Thanks for the feedback!

> I wonder if such an adversarial game approach could be outfitted to not just well-defined games but to wholly generalizable improvements. e.g., could be used as a way to improve RLAIF potentially?

That's a good question!

Here's my (amateur) understanding of the landscape:

- RLHF: Given a mixture of unlabeled LLM responses, first gather human feedback on which response is preferred to mark them as Good or Bad. Use these annotations to train a Reward Model that attempts to model the preferences of humans on the input data. Then use this Reward Model for training the model with traditional RL techniques.

- RLAIF: Given good and bad examples of LLM responses, instead of using human feedback, use an off-the-shelf zero-shot LLM to annotate the data. Then, one can either train a traditional Reward Model using these auto-annotated samples, or else one can use the LLM to generate scores in real-time when training the models (a more "online" method of real-time scoring). In either case, each of these Reward methods can be used for training with RL.

- Adversarial Games: By limiting the scope of responses to situations where the preference of one answer vs. another can be computed with an algorithm (I.E., clearly-defined rules of a game), then we bypass the need to deal with a "fuzzy" Reward Model (whether built through traditional RLHF, or through RLAIF). The whole reason why RLAIF is a "thing" is because high-quality human-annotated data is difficult to acquire, so researchers attempt to approximate it with LLMs. But if we bypass that need and can clearly define the rules of a game, then we basically have an infinite source of high-quality annotated data -- although limited in scope to apply only to the context of a game.

If the rules of the game exist only within the boundaries of the game (such as Chess, or Go, or Starcraft), then the things learned may not generalize well outside of the game. But the expectation is that -- if the context of the game goes through the semantic language space (or through "coding space", in the context of training coding models) -- then the things that the LLM learns within the game will have general applicability in the general space.

So if I can understand your suggestion, to make a similar RLAIF-type improvement to adversarial training, then instead of using a clearly-defined game structure to define the game space, then we would use another LLM to act as the "arbiter" of the game -- perhaps by first defining the rules of a challenge, and then judging between the two competitors which response is better.

Instead of needing to write code to say "Player A wins" or "Player B wins", using an LLM to determine that would shortcut that.

That's an interesting idea, and I need to mull it over.
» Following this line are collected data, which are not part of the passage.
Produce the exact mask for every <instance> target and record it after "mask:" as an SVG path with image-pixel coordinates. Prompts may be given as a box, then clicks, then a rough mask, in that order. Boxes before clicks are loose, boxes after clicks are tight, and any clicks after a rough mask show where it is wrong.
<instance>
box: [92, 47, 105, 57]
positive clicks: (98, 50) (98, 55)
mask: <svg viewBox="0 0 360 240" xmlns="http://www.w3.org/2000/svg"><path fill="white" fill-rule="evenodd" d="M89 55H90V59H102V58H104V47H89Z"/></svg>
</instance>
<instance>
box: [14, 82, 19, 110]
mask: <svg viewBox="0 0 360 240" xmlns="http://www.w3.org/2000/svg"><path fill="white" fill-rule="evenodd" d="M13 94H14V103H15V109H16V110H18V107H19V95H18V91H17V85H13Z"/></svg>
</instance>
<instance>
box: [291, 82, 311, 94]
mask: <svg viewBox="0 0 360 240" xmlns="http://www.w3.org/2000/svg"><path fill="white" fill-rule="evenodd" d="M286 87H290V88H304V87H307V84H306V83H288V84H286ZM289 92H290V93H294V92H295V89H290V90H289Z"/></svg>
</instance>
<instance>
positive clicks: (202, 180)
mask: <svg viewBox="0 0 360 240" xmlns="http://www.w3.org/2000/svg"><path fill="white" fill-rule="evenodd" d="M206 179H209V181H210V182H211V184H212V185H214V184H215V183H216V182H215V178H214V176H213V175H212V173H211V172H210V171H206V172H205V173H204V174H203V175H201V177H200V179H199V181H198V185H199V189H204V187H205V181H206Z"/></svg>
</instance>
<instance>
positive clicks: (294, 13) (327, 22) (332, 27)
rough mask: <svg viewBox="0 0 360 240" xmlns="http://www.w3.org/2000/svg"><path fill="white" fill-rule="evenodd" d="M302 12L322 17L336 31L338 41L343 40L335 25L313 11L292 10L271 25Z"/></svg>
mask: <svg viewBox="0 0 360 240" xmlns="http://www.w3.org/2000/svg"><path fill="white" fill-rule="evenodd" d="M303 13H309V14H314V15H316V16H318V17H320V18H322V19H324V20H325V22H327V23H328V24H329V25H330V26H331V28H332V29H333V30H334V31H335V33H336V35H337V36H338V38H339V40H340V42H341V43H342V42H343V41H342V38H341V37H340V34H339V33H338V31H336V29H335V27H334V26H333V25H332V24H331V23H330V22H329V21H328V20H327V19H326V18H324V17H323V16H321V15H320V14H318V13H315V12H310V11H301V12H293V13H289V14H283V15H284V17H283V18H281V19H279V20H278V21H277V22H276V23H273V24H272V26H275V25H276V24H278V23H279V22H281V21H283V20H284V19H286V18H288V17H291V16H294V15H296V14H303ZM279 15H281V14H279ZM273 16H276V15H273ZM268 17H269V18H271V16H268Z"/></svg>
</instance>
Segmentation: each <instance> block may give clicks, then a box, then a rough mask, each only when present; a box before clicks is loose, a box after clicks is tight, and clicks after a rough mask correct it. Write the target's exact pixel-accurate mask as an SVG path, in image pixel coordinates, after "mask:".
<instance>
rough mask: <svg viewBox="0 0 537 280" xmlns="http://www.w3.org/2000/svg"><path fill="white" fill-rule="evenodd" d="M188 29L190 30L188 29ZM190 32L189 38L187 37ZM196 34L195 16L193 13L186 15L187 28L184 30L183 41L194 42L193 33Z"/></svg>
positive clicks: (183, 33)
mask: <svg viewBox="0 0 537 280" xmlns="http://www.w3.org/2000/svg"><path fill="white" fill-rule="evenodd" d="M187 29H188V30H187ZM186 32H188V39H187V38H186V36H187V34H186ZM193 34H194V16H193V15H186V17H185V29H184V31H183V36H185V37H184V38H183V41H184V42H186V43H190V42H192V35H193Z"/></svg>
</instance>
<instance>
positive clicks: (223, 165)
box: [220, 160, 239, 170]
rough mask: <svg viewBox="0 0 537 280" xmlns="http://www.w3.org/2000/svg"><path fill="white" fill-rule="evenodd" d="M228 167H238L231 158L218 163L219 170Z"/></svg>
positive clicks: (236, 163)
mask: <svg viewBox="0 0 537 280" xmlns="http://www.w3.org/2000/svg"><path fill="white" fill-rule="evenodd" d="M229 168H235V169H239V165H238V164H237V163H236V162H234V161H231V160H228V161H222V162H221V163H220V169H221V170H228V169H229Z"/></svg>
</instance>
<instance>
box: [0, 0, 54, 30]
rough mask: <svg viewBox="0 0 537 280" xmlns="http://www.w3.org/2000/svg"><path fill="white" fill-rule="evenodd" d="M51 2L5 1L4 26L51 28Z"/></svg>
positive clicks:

My first thought is that -- I was trying to get away from "fuzzy" reward models and instead use something that is deterministically "perfect". But maybe the advantage of being able to move more quickly (and explore more complex game spaces) would outweigh it.

I need to think this through. There are some situations where I could really see your generalized approach working quite well (such as the proposed "Adversarial Gandalf" game -- using an LLM as the arbiter would probably work quite well), but there are others where using an outside tool (such as a compiler, in the case of the code-vulnerability challenges) would still be necessary.

I wasn't aware of the RLAIF paper before -- thank you for the link! You've given me a lot to think about, and I really appreciate the dialog!